Vivi pun menuju kearah warung yang
terletak di seberang taman tempat mereka berada. Tiba-tiba Vivi menemukan secarik
kertas dari dalam tas nya, tulisan pada kertas itu tak asing, terlihat seperti
tulisan Clara
“Sahabatku yang tersayang Vivi,
Maafkan aku, aku telah bertindak bodoh dengan mencintai kakak mu. Dan, aku
sadar aku tak sebanding dengannya, keluarga kalian adalah keluarga yang luar
biasa. Memiliki fisik yang hampir sempurna dan aku terobsesi dengan dirinya,
maafkan aku. Aku bertindak hingga melampaui batasan ku dan munkin waktu ku
hanya tersisa sementara, dan saat kau membaca ini mungkin aku tak ada lagi, aku
hanya ingin berterimakasih akan bayang-bayang mu yang selalu menemani bayangku
meski aku bodoh mengharapkan bayangan lain dan mengorbankan kebersamaan kita,
sekali lagi maaf, mungkin jalan kehidupan tak sama dengan apa yang kita
harapkan dan kita tuangkan pada janji kita
-Clara”
Vivi terkejut bukan kepalang dengan
isi dari surat tersebut, ia hanya dapat menangis dan berlari. Clara yang berada
di sebrang jalan sana terlihat tergeletak tak berdaya, rona wajahnya kian pucat
bahkan membiru karena jantungnya sudah tak memompakan darah lagi ke seluruh
tubuhnya, badannya mengeluarkan banyak corak hijau ke-biruan dengan sedikit
busa yang keluar dari pinggiran mulutnya. Dengan beleraian air mata Vivi
berlari dari ujung warung di seberang jalan sambil memegang minuman yang ia
sudah beli untuk Clara, ia berlari tanpa perduli keadaan sekitar. Ia tak
percaya akan apa yang dilakukan sahabatnya tersebut, kakinya melangkah dengan
sangat cepat menyentuh aspal-aspal yang mematikan, tanpa menyadari bahwa ada
sebuah truk besar berwarna kuning yang melaju sangat kencang kearah nya. Suara klakson
berdengung sangat kencang.
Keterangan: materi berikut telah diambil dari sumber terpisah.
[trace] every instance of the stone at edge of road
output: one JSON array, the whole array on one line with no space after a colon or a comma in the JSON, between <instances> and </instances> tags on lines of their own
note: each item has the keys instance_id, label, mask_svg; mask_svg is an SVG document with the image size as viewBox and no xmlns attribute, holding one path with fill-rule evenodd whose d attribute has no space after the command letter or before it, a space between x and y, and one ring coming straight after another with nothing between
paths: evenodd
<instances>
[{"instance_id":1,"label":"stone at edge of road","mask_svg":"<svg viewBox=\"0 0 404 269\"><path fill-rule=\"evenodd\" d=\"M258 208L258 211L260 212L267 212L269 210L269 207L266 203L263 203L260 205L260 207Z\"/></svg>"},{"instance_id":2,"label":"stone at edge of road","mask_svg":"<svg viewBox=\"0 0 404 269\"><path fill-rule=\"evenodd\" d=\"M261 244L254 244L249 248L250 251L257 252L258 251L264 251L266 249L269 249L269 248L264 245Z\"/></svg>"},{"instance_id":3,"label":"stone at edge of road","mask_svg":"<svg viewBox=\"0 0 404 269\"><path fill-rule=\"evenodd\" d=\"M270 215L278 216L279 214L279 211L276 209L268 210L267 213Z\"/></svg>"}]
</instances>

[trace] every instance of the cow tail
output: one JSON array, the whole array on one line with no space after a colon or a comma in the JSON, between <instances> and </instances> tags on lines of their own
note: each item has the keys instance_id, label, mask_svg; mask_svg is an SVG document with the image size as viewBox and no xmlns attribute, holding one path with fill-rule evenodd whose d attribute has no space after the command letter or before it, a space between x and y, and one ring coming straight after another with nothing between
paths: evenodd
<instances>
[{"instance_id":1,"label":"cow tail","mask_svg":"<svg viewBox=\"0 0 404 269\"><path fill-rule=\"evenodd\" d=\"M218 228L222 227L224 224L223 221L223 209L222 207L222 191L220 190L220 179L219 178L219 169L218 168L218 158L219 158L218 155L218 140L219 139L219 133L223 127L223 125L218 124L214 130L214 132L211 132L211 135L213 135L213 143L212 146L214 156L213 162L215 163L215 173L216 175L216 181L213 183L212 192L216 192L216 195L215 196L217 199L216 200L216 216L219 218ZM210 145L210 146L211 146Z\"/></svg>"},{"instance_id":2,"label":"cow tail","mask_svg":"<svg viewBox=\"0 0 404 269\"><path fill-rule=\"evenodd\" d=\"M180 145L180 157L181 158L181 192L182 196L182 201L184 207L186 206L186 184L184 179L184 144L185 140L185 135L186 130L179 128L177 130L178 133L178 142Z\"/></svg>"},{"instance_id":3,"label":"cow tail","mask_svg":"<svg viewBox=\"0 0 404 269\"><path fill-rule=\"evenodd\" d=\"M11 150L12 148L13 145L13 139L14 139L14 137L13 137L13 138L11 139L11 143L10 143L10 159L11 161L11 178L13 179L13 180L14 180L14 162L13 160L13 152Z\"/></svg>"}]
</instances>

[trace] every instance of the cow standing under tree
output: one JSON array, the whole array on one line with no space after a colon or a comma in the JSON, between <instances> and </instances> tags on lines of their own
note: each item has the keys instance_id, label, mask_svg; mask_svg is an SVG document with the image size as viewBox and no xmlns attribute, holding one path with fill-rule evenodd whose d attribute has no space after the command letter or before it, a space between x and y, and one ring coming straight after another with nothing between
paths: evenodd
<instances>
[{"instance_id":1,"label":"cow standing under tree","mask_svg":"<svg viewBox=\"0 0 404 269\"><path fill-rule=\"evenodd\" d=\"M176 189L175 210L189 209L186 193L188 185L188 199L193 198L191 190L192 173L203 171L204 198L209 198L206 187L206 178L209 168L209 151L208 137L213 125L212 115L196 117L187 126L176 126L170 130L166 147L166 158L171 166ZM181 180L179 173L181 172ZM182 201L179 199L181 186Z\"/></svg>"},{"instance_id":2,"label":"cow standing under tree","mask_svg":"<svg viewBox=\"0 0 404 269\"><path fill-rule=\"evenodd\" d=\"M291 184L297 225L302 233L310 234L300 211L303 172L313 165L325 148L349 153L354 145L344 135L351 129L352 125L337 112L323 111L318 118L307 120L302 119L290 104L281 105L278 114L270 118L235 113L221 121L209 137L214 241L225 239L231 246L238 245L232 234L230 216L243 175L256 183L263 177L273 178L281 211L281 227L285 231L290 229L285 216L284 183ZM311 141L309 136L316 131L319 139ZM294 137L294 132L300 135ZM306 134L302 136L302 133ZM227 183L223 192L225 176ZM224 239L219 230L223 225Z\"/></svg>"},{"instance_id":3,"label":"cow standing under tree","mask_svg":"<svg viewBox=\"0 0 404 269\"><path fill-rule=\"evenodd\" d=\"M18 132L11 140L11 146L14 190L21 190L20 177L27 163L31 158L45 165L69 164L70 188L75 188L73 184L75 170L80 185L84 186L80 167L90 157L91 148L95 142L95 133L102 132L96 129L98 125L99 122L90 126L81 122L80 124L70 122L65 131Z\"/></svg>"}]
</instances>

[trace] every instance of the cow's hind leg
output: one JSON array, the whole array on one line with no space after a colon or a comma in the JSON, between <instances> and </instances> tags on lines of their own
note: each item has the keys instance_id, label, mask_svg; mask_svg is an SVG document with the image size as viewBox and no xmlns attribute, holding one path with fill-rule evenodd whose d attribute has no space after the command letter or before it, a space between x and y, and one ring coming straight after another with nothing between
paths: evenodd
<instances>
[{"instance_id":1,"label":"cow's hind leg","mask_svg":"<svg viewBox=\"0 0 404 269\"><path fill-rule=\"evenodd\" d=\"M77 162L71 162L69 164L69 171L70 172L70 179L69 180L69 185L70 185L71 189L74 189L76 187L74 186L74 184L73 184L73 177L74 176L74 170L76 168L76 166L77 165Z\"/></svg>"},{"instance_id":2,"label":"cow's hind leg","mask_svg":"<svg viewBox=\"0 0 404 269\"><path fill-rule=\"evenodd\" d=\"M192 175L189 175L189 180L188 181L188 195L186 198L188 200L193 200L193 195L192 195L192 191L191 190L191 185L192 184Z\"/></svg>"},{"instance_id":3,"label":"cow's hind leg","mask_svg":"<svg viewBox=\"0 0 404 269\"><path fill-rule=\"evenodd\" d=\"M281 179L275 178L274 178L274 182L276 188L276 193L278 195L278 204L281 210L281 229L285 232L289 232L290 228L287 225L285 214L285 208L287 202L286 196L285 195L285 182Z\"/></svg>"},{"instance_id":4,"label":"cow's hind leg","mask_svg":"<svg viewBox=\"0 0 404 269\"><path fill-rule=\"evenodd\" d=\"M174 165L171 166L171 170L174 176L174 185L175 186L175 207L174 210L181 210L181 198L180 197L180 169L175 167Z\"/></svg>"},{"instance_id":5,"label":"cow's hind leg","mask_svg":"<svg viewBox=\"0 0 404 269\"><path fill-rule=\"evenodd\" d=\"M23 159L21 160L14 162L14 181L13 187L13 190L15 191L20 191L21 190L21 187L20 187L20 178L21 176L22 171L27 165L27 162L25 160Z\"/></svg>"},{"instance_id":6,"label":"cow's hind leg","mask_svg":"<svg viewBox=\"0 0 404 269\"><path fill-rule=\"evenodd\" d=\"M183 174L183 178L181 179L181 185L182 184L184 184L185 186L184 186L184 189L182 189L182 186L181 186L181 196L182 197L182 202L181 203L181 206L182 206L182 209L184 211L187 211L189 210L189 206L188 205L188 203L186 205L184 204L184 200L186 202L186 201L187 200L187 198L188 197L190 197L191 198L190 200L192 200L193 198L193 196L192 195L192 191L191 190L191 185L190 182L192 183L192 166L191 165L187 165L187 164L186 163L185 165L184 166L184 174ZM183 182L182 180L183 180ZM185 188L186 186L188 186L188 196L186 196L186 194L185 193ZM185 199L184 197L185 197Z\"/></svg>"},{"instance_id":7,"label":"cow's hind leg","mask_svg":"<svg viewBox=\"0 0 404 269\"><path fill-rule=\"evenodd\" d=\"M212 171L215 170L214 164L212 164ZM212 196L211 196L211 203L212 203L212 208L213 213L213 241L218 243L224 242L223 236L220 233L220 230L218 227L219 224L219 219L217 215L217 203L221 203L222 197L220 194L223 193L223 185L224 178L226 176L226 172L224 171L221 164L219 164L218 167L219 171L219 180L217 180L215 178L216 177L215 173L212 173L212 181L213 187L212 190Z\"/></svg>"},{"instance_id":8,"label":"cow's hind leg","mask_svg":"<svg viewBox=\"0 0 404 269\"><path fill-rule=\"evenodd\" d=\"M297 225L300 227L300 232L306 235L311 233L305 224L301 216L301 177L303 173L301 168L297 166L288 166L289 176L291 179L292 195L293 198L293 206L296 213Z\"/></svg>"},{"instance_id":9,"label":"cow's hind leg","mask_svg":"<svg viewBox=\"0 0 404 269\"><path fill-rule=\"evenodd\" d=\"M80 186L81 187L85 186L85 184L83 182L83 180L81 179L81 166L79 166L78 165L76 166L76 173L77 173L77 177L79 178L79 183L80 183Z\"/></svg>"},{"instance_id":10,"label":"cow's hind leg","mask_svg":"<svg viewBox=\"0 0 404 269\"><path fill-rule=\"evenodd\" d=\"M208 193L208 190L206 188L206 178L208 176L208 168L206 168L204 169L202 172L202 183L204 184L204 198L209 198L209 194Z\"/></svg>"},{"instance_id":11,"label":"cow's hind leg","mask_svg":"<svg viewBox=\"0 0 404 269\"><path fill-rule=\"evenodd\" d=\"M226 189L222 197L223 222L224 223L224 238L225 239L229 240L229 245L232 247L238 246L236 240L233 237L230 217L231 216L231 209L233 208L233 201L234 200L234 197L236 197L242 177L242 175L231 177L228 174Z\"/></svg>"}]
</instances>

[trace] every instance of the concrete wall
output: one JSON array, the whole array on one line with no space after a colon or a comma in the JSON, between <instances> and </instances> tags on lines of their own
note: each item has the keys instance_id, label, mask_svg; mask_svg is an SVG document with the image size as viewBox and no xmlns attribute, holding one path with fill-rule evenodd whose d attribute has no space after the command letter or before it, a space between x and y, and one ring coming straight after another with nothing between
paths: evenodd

Namun, seolah tak ada suara apapun Vivi hanya
berlari dan badannya terhantam oleh truk tersebut dibagian punggungnya. Ia pun
terpental keatas dengan 2 buah botol minuman berperisa jeruk yang ikut
terlempar, ia pun jatuh ke aspal dengan posisi tengkorak kepala yang membentur
aspal dan menyebabkan tulang tengkorak dari gadis cantik itu rentak dan hampir
pecah. Cairan merah nan pekat bersimbah di lokasi kejadian sontak para warga
berkumpul dengan adanya kejadian itu. Truk itu pun terhenti. Dengan keadaan
setengah sadar dan merasakan sakit yang luarbiasa di bagian kepalanya ia
berkata
“Janji
kita tetap ditepati, untuk selalu bersama. Bahkan kita akan bersama saat maut
memisahkan, gua sayang lu, la. Bayangan gua akan selalu jadi Guardian buat bayangan lu. Kita teman
selamanya.” Kata Vivi dengan suara pelan sambil menanggung sakit yang teramat
sangat dari kepalanya. Darah mengalir layaknya sungai, nadinya pun terhenti wajah
cantiknya berlapis darah dari diri nya sendiri, kulit putihnya tergeletak di
aspal penuh dengan luka. Namun, ia tersenyum. Janjinya tak pernah ingkar.